LA BARONNE

[ A+ ] /[ A- ]

— Tu pourras voir là des bibelots intéressants, me dit mon ami Boisrené, viens avec moi.

Il m’emmena donc au premier étage d’une belle maison, dans une grande rue de Paris. Nous fûmes reçus par un homme fort bien, de manières parfaites, qui nous promena de pièce en pièce en nous montrant des objets rares dont il disait le prix avec négligence. Les grosses sommes, dix, vingt, trente, cinquante mille francs, sortaient de ses lèvres avec tant de grâce et de facilité qu’on ne pouvait douter que des millions ne fussent enfermés dans le coffre-fort de ce marchand homme du monde.

Je le connaissais de renom depuis longtemps. Fort adroit, fort souple, fort intelligent, il servait d’intermédiaire pour toutes sortes de transactions. En relations avec tous les amateurs les plus riches de Paris, et même de l’Europe et de l’Amérique, sachant leurs goûts, leurs préférences du moment, il les prévenait par un mot ou par une dépêche, s’ils habitaient une ville lointaine, dès qu’il connaissait un objet à vendre pouvant leur convenir.
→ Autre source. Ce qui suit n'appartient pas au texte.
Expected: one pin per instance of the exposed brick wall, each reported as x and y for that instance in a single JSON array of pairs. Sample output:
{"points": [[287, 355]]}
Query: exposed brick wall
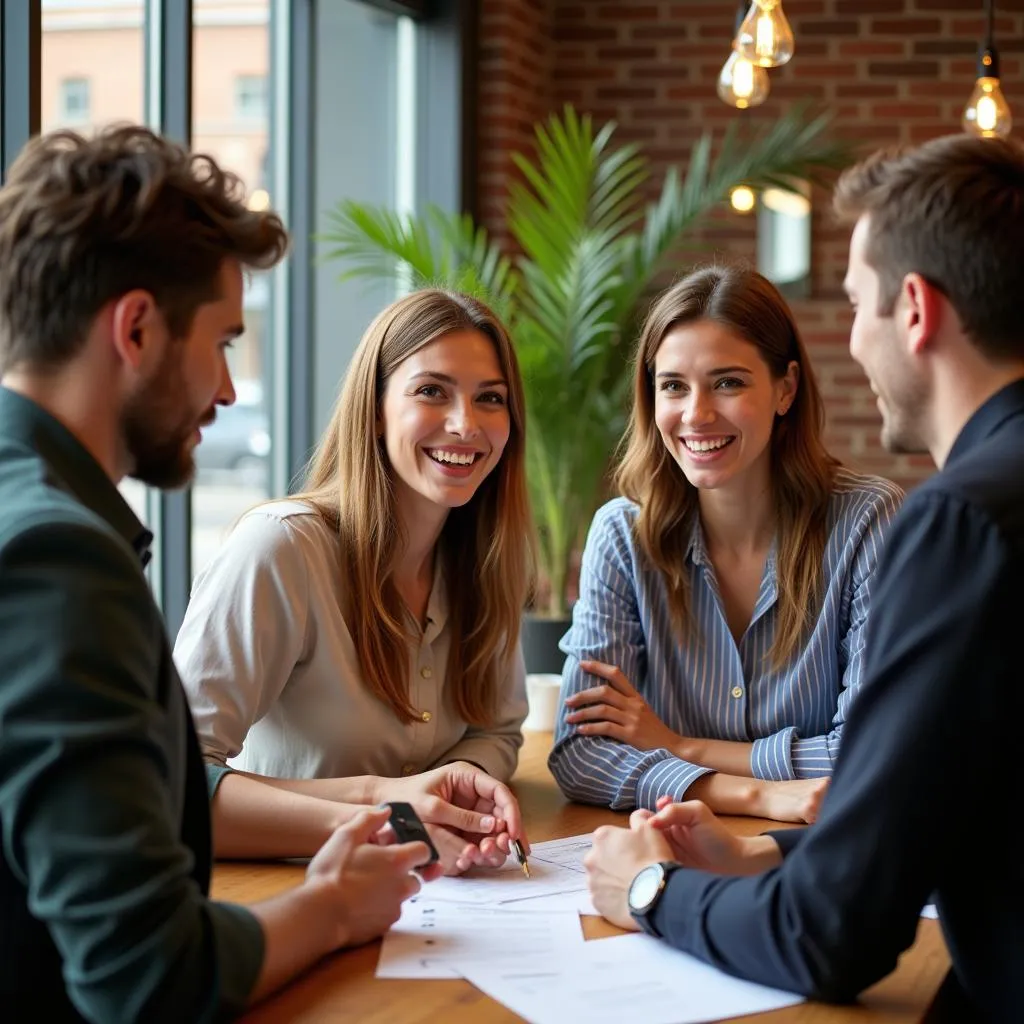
{"points": [[891, 70]]}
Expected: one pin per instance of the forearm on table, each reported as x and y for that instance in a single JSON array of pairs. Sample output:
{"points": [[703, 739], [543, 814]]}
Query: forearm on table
{"points": [[730, 794], [252, 818], [730, 757], [295, 935]]}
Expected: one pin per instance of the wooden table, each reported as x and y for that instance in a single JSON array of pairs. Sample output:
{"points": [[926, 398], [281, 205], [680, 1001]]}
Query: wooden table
{"points": [[343, 988]]}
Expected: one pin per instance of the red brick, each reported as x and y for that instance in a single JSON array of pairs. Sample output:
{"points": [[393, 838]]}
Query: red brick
{"points": [[903, 69], [905, 26], [848, 27], [905, 112], [870, 48], [889, 70], [645, 12]]}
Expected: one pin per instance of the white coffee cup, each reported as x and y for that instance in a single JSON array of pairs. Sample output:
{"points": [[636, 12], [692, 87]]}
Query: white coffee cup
{"points": [[543, 689]]}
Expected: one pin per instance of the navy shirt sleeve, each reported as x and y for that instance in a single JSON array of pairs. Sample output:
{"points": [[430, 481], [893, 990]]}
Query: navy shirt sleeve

Des hommes de la meilleure société avaient eu recours à lui aux heures d’embarras, soit pour trouver de l’argent de jeu, soit pour payer une dette, soit pour vendre un tableau, un bijou de famille, une tapisserie, voire même un cheval ou une propriété dans les jours de crise aiguë.

On prétendait qu’il ne refusait jamais ses services quand il prévoyait un espoir de gain.

Boisrené semblait intime avec ce curieux marchand. Ils avaient dû traiter ensemble plus d’une affaire. Moi je regardais l’homme avec beaucoup d’intérêt.

Il était grand, mince, chauve, fort élégant. Sa voix douce, insinuante, avait un charme particulier, un charme tentateur qui donnait aux choses une valeur spéciale. Quand il tenait un bibelot en ses doigts, il le tournait, le retournait, le regardait avec tant d’adresse, de souplesse, d’élégance et de sympathie que l’objet paraissait aussitôt embelli, transformé par son toucher et par son regard. Et on l’estimait immédiatement beaucoup plus cher qu’avant d’avoir passé de la vitrine entre ses mains.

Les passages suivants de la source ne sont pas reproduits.